Unfortunately, my wife recently brought an issue to my attention that makes me question the value and appeal of having a sunroof, especially the large panoramic variety. The issue you ask? She drove the car to work on one of our many rainy days here on the Oregon coast and parked it, facing down hill. When she hopped into the car to drive home for lunch she noticed that the front seats were quite wet, as well as the inside ceiling. As it turned out, the rear wheel well, where the spare tire and subwoofer is held, was also holding a small pool of water.
We very seldom ever use our sunroof, and rarely even bother to look up, through it. How could so much water enter so suddenly, when it was all closed up tight?
A call to my VW dealership was quite enlightening. I explained the issue and that it is the customer's responsibility to do periodic cleaning and inspection of the sunroof, as it supposedly says in the owner's manual. I was shocked to hear that, but then reminded him that all of my service for the car has been done at the their dealership, including a service that was just completed one week prior to this leak. During that service they even asked me if I wanted to have the service bulletin for the drainage of the moonroof taken care of. I said sure and then they replied that it was their mistake, it was already done last year. Had they forgotten to inspect the sunroof while they had it in their possession?

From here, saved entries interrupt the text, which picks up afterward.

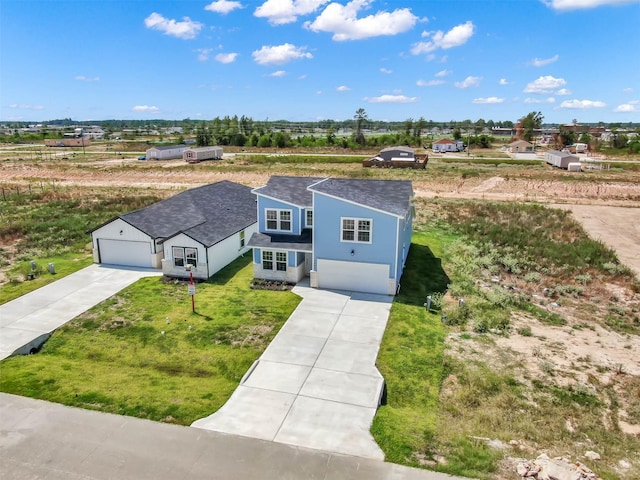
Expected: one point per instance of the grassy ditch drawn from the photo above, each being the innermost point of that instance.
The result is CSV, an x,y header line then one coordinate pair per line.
x,y
462,399
143,352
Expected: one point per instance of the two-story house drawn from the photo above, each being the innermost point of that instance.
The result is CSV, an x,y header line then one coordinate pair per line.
x,y
345,234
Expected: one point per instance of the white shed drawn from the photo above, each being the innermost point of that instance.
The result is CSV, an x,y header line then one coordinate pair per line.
x,y
166,153
198,154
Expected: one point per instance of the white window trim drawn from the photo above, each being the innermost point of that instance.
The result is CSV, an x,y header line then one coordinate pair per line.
x,y
306,217
278,219
355,231
185,260
274,260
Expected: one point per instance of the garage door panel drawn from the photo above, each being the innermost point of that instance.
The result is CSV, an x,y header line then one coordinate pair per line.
x,y
355,276
124,252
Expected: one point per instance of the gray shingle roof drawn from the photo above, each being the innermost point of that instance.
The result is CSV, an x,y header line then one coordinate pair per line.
x,y
208,214
391,196
289,189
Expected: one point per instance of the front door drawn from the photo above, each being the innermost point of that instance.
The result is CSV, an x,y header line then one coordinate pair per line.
x,y
308,263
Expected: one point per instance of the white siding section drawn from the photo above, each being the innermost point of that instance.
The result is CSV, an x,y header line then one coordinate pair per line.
x,y
120,231
182,240
210,260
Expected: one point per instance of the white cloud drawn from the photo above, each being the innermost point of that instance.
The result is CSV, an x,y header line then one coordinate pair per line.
x,y
280,12
488,100
540,100
223,6
226,57
343,22
187,29
391,99
279,54
22,106
582,104
633,106
544,85
429,83
468,82
146,108
82,78
580,4
457,36
541,62
203,54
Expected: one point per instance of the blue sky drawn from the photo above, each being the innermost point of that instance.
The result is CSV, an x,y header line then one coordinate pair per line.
x,y
307,60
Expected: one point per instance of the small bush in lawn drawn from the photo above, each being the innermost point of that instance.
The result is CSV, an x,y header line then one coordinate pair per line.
x,y
525,331
584,279
532,277
457,316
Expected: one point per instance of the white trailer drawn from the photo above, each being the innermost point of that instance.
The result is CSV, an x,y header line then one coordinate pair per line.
x,y
198,154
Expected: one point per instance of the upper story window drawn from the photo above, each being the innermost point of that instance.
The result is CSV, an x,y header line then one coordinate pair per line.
x,y
356,230
278,219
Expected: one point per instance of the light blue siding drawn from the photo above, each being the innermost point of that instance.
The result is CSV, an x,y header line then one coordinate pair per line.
x,y
296,214
327,242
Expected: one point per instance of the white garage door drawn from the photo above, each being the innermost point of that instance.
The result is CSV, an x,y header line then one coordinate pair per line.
x,y
123,252
354,276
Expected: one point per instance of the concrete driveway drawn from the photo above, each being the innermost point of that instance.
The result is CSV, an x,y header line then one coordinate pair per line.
x,y
29,320
316,385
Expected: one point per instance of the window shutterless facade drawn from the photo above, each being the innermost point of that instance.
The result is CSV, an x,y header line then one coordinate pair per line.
x,y
280,261
356,230
278,219
183,256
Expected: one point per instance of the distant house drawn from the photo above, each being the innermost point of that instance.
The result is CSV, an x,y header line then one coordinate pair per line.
x,y
196,155
521,146
166,153
447,145
344,234
560,159
397,153
68,142
397,157
206,227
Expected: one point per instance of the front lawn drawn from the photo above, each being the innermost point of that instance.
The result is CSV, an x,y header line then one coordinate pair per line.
x,y
144,353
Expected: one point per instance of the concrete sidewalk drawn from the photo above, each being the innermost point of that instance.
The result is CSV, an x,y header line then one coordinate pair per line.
x,y
316,385
27,321
45,440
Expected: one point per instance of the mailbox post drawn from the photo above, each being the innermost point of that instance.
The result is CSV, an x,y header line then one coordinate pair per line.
x,y
192,287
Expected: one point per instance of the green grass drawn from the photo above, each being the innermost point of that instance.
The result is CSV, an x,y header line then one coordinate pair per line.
x,y
65,264
410,358
143,352
490,161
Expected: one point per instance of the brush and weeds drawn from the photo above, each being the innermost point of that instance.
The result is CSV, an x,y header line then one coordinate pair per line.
x,y
45,224
458,401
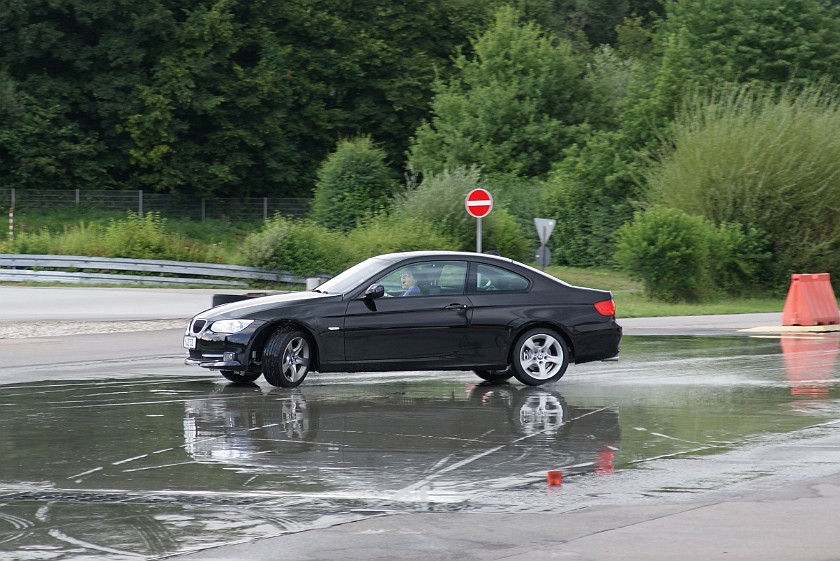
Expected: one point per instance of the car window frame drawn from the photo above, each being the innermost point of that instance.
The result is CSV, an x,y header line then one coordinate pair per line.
x,y
472,281
418,266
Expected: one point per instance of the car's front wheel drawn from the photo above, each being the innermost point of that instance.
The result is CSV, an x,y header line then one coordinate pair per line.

Regarding the servicing, I replied that I would assume that if something is important (as this is) they would include it with their other services. I was surprised to hear that it is included, for my car model, only starting at the 40,000 mile service! That sounds ridiculous, but is actually true, as I confirmed in my VW manual. It is sooner and more often for the Touareg model, but not so for the 2015 Golf Sportswagen.
i am not alone with this cold (wet) discovery, it turns out that with an internet search of "Volkswagen sunroof leak", results yield VW Class Action Lawsuits up and down the screen.
I was disheartened with this news. We love our car, what to do now? We live in a rainforest, we can't have a car that isn't weatherproof, let alone a car that can't handle rain!
I was curious to know if this was a VW issue or if other makes also soaked their customers on this issue. So I called a friend who is a service adviser at a Mercedes dealership. I asked if Mercedes cars and trucks have issues with sunroofs leaking"? He said "they all do". All makes have the same issue, as the issue mostly comes down to the drainage and that needs to stay clean or water will overflow into the passenger compartment.
As I understand this, there are typically two drains at the front of the sunroof and two drains at the rear of the sunroof. These drain hoses are about the size of a drinking straw and thanks to spider webs, pollen, tree needles, leaves or you name it, can be easily plugged, even if you never use your sunroof. The drain hose can also disconnect altogether, leaving water draining where you don't want it to.
The Bottom Line:
My friend at the Mercedes dealership said that is why they (MB Service techs) check the sunroof drains at each service. Perhaps that is one reason why you don't see the class action lawsuits and disgruntled customers that you see with VW. VW doesn't service this important issue nearly as often as they should and customers don't even know they need to, until their vehicle is possibly ruined with water damage.
It is getting more and more difficult to avoid a sunroof in a car, as most midline and upper trim lines have them as standard.
My thoughts in conclusion:
I have learned that car manufactures that sell vehicles with these large sunroofs should service them often and they should actively inform all owners of the importance of this maintenance, because people become very angry when learning this potentially costly and avoidable lesson on their own. Vehicles that are not properly and quickly dried can develop interior water stains and mold growth can become a health concern. Water damage often results in cars being "totaled" by insurance claims and all of our rates increase to pay for it.
With my car at least, I don't see how anyone that is not a professional mechanic could be expected to clean out the drains on their panoramic sunroof, especially the rear drains, where it appears the rear tires may need to be removed for access. Which brings me back to my first point.
Far too many cars and trucks and almost all prestige brands have sunroofs/moonroofs as standard equipment. Can we all just let go of this obsession to see the sky through our vehicle's roof? Likely not.
The point of the story; When you bring your car in for regular service have them check and clear the drains for your sunroof. if you don't have a sunroof, good for you.